The histories of reading in the geographical areas that now make up the US are almost unimaginably vast in number and variety. Tracking them systematically might well seem impossible: this kind of project, as Matthew Bradley put it in his review of RED in the Journal of Victorian Culture last year, “has in it something analogous to the idea of trying to draw a 1:1 map of the world.” So a US-RED might have to approach the task in pieces—particular themes, time periods, regions, or even authors would form the boundaries of the project, rather than the historical and geographical borders of the nation itself.

One possible way forward would be to examine the reading communities studied by Ronald J. and Mary Saracino Zboray in Everyday Ideas: Socioliterary Experience among Antebellum New Englanders (2006). The Zborays’ labours have revealed the richness of the evidence that these readers have left behind, and their footnotes and bibliography blaze trails to the archives that a US-RED would certainly want to revisit.

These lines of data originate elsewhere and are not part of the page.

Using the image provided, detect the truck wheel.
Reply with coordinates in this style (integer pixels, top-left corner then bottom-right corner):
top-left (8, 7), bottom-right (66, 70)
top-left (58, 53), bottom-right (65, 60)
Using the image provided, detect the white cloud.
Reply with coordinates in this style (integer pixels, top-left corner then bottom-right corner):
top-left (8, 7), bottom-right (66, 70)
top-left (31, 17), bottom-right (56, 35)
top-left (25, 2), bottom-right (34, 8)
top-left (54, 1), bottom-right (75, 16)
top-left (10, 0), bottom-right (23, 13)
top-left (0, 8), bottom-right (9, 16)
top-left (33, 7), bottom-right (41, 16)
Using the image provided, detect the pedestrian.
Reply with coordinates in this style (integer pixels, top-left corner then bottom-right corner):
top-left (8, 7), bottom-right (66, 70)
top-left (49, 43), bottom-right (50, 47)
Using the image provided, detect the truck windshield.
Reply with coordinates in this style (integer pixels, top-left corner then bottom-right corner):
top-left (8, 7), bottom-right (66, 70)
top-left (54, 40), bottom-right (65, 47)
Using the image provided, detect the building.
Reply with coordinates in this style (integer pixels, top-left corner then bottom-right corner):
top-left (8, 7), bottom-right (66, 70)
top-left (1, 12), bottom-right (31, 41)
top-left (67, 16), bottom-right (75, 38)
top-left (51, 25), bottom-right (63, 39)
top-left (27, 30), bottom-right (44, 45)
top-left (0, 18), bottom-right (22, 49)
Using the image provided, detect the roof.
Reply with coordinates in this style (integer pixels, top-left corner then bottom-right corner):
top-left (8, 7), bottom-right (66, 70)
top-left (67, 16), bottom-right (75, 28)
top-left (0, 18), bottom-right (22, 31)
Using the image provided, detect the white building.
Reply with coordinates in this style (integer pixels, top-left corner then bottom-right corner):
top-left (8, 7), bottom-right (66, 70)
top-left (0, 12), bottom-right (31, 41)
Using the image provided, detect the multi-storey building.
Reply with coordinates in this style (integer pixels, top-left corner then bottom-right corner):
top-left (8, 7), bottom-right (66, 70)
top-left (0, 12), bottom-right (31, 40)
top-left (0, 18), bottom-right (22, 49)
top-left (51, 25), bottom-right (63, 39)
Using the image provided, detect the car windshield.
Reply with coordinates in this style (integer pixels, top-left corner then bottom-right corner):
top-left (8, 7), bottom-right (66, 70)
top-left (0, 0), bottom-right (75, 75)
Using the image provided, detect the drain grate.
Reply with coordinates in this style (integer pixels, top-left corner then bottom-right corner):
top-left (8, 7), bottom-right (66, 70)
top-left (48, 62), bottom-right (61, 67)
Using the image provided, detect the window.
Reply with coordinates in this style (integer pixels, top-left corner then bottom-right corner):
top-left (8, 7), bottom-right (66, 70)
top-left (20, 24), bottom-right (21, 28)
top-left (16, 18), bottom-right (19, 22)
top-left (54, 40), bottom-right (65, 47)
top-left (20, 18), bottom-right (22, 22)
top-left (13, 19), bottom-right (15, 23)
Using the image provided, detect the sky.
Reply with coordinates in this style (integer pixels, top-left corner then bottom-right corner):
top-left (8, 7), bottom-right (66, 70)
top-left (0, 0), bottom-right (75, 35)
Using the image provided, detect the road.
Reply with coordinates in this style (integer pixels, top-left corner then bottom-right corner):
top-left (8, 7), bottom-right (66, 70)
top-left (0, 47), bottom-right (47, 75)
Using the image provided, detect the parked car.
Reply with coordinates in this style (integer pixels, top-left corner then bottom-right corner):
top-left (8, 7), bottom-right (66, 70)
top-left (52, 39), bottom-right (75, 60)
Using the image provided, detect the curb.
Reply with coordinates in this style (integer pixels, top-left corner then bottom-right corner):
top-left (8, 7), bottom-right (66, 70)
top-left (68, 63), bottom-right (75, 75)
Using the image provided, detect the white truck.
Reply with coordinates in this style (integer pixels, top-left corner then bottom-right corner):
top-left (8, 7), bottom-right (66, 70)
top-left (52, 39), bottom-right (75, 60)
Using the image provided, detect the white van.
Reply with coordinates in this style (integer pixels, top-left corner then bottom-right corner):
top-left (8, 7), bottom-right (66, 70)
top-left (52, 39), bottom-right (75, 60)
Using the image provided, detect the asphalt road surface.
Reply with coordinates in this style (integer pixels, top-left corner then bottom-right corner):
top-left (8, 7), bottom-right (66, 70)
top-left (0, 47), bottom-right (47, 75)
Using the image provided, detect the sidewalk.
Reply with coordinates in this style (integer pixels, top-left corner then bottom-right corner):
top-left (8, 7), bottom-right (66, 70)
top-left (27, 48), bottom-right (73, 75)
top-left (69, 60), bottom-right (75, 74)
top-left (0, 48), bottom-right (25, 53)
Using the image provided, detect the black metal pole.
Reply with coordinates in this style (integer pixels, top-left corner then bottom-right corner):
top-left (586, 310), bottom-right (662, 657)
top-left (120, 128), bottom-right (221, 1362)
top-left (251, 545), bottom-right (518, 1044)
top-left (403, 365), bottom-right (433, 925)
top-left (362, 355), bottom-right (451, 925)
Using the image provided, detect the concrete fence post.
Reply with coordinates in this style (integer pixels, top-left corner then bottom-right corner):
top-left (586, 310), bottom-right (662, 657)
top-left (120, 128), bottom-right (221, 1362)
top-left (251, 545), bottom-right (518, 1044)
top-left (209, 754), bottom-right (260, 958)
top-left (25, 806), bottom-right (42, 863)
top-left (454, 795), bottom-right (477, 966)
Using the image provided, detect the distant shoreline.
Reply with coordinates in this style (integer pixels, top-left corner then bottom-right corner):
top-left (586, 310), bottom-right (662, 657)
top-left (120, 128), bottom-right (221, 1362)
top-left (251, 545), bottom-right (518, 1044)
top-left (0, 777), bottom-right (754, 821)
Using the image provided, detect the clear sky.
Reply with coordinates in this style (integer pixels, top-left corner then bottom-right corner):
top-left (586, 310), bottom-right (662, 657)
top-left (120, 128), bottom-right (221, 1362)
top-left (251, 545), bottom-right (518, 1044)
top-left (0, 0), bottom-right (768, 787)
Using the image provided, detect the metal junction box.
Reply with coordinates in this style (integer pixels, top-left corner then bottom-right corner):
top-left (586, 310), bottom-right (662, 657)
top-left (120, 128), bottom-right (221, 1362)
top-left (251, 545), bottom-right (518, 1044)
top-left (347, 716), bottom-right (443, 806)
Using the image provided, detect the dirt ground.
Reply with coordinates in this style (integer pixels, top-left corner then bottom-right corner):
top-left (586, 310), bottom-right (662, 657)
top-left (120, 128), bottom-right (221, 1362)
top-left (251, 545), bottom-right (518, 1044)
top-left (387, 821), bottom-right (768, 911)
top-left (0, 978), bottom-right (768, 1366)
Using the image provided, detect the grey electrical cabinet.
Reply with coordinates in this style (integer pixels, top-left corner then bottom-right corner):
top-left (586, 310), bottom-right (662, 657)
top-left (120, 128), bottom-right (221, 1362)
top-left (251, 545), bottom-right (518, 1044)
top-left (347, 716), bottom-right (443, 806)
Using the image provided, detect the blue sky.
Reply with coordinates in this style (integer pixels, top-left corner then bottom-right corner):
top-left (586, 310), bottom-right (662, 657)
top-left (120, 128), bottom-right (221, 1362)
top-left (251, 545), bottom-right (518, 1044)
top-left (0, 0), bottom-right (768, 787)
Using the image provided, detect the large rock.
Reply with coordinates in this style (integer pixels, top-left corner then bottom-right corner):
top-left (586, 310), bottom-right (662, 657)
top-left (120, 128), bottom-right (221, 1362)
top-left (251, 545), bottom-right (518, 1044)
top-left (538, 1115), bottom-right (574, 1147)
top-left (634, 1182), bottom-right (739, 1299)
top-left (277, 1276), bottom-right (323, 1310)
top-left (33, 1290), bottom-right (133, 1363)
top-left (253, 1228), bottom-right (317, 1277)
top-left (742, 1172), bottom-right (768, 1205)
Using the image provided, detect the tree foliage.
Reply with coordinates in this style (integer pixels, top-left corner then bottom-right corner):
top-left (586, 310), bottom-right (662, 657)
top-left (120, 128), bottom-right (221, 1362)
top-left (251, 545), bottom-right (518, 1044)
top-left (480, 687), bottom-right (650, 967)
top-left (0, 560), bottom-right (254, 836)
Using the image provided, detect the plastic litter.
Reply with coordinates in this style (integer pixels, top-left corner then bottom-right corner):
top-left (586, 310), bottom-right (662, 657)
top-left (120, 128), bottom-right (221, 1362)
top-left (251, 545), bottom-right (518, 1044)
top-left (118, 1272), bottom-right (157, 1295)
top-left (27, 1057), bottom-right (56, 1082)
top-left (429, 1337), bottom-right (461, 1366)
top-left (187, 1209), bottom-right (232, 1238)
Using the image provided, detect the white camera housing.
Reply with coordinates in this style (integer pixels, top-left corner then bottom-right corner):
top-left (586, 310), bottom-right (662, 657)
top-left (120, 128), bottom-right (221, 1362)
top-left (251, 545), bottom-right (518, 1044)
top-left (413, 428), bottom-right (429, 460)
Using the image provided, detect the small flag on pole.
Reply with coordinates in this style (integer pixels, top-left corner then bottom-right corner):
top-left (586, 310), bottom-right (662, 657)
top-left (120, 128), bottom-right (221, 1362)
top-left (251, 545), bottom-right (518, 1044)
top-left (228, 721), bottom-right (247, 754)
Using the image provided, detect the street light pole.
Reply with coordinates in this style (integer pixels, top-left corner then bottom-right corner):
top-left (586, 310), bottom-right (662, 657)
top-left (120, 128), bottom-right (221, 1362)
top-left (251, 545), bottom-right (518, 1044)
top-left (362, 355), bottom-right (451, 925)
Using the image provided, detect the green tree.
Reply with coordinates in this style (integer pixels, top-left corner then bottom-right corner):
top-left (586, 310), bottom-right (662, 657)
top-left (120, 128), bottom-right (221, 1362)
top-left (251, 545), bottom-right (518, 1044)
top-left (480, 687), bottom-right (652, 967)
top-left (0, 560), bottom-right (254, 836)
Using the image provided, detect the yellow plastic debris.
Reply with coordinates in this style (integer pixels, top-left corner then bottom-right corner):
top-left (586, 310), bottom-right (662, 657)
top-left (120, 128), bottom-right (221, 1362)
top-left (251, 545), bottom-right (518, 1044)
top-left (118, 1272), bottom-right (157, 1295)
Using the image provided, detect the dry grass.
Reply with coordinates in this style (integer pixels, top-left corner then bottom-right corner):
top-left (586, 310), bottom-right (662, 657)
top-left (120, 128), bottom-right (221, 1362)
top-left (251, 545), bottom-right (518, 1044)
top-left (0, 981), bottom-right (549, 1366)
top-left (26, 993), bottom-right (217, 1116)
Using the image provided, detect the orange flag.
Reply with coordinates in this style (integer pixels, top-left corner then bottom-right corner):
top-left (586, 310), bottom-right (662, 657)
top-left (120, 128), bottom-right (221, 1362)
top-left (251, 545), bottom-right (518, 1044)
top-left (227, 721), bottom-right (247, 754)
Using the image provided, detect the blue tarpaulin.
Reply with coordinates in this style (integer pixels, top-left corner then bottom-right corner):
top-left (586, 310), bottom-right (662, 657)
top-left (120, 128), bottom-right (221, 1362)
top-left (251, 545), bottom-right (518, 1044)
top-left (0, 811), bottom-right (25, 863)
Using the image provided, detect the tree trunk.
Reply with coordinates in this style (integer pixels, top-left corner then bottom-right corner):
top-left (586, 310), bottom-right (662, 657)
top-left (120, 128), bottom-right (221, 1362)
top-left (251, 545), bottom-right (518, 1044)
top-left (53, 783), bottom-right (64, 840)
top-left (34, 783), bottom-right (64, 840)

An eighteenth- or nineteenth-century-focussed “New England RED” would have a well-defined geographical and temporal scope, and it would be able to encompass other areas of interest as well—Emily Dickinson’s reading, for instance, or the circulation of texts between immigrant and Native American communities.

Clearly, a whole world of possibility is open to the future developers of a US-RED. Developments over the next few years should reveal some of the contours and dimensions of that world.